I upgraded my local version of emscripten and fixed small errors/warnings in this commit https://github.com/hi-ogawa/Stockfish/commit/728b8621d27742dc46b8ec9bd3e92eda9432cf09.

EDIT: Stockfish commit https://github.com/official-stockfish/Stockfish/commit/f90274d8 is the one just before the new net architecture commit https://github.com/official-stockfish/Stockfish/commit/e8d64af1.

hi-ogawa commented 3 years ago

Having some difficulty adopting changes from new net architecture commit https://github.com/official-stockfish/Stockfish/commit/e8d64af1. Build succeeds but evaluation doesn't match with official build. Specifically, ARCH=wasm wasm_simd_post_mvp=yes and ARCH=wasm wasm_simd=yes are incorrect, but ARCH=wasm is working fine.

I will list some debugging plans here:

verify weights are read correctly by writing out and compare to the original
compare each layer's output values
remove #if defined(USE_WASM_SIMD) from certain layer file and identify which wasm simd kernel has issue.

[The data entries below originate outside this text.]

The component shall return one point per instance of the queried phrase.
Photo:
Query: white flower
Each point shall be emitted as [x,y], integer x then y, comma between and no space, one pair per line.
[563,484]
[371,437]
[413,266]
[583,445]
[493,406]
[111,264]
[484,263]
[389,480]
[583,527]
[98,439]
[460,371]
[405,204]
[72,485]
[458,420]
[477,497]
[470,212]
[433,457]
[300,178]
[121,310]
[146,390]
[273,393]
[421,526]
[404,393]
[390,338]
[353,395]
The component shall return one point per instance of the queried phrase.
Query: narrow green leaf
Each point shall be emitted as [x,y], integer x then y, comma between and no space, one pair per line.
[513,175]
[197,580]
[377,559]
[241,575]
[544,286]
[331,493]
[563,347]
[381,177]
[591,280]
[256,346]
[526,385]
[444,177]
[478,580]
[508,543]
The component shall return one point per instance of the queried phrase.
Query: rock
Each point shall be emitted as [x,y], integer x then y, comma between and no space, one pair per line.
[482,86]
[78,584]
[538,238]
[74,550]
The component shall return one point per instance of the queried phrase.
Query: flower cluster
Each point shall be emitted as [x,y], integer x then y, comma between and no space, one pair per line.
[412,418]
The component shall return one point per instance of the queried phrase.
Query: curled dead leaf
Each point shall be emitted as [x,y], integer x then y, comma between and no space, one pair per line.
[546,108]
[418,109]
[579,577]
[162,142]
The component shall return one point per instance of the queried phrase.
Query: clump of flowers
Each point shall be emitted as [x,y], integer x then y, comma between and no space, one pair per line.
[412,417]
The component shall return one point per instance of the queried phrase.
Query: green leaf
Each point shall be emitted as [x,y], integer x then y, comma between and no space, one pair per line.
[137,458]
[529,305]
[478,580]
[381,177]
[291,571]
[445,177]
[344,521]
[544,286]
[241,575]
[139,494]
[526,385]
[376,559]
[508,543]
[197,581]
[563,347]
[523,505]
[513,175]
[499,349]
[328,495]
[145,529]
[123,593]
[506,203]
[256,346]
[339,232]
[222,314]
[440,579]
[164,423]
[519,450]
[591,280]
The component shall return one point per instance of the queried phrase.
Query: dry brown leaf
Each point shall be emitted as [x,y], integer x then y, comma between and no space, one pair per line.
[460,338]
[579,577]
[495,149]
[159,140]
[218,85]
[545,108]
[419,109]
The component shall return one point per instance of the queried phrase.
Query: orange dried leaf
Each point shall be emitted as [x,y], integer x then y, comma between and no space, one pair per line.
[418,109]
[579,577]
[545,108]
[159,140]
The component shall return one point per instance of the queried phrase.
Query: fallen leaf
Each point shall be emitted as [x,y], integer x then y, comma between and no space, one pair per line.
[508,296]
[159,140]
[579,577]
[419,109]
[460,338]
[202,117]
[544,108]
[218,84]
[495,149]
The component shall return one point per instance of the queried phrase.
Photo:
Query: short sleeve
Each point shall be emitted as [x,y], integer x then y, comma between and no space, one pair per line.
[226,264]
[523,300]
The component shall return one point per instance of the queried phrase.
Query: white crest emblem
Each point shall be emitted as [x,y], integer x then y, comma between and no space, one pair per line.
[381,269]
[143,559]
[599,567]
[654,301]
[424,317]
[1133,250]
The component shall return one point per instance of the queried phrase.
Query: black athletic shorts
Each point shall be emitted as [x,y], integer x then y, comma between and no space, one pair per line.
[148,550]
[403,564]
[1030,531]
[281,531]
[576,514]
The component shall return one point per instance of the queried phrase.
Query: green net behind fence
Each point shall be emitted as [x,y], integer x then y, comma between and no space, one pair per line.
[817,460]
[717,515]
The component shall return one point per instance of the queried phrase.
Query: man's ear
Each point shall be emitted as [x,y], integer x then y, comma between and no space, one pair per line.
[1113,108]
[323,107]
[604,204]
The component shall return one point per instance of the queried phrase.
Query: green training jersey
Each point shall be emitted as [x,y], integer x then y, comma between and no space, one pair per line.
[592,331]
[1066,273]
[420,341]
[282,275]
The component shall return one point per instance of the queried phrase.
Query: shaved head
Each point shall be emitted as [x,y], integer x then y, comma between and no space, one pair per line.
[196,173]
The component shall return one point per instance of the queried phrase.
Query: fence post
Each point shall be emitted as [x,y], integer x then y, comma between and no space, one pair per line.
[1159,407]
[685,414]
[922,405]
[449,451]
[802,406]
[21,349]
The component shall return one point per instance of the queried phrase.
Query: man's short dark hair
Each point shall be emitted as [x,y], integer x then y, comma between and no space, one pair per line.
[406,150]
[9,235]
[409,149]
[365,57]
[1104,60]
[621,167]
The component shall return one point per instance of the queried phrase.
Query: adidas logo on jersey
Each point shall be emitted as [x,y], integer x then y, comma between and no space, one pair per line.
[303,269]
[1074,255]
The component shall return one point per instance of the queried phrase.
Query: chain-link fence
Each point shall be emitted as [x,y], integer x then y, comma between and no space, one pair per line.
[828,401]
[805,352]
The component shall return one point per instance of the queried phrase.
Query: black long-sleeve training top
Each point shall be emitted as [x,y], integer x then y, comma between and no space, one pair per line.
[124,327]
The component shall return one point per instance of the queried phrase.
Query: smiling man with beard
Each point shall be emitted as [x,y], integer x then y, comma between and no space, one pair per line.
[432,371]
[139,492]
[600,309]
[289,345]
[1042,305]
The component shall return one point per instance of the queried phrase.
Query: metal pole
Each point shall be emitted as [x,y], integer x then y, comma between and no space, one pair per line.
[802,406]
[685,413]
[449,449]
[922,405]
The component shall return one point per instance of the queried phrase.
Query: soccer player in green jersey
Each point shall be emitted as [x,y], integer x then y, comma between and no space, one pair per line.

EDIT: It seems affine_transform.h with InputDimensions != PaddedInputDimensions has some issue as it's verified that the code below works

    const OutputType* propagate(
        const TransformedFeatureType* transformedFeatures, char* buffer) const {
      const auto input = previousLayer.propagate(
          transformedFeatures, buffer + SelfBufferSize);

#if defined(USE_WASM_SIMD)
      if constexpr (InputDimensions == PaddedInputDimensions) {  // <<== Use wasm simd kernel only on this condition
        // Simplify variable names (y = Ax + b)
        static_assert(InputDimensions % 16 == 0);
        constexpr int n = InputDimensions;
        constexpr int m = OutputDimensions;
        constexpr int n_stride = PaddedInputDimensions;
        auto A = *reinterpret_cast<const int8_t(*)[m][n_stride]>(weights);
        auto x = *reinterpret_cast<const uint8_t(*)[n]>(input);
        auto b = *reinterpret_cast<const int32_t(*)[m]>(biases);
        auto y = *reinterpret_cast<int32_t(*)[m]>(buffer);
        emscripten_wasm_simd::affine<n, m, n_stride>(A, x, b, y);
        return y;
      }
#endif
    ....

Maybe overflow? Maybe SIMD alignment issue?

EDIT2:

I found a bug in dot4 in "wasm_simd.cpp" and resolved the issue.

// BEFORE
        z0 = wasm_i32x4_add(z0, dot_i8x16(wasm_v128_load(&a[j + 0 * n]), xv));
        z1 = wasm_i32x4_add(z1, dot_i8x16(wasm_v128_load(&a[j + 1 * n]), xv));
        z2 = wasm_i32x4_add(z2, dot_i8x16(wasm_v128_load(&a[j + 2 * n]), xv));
        z3 = wasm_i32x4_add(z3, dot_i8x16(wasm_v128_load(&a[j + 3 * n]), xv));

// AFTER
        z0 = wasm_i32x4_add(z0, dot_i8x16(wasm_v128_load(&a[j + 0 * n_stride]), xv));
        z1 = wasm_i32x4_add(z1, dot_i8x16(wasm_v128_load(&a[j + 1 * n_stride]), xv));
        z2 = wasm_i32x4_add(z2, dot_i8x16(wasm_v128_load(&a[j + 2 * n_stride]), xv));
        z3 = wasm_i32x4_add(z3, dot_i8x16(wasm_v128_load(&a[j + 3 * n_stride]), xv));

hi-ogawa commented 3 years ago

I finished resolving conflicts and rebased single commit on the latest upstream.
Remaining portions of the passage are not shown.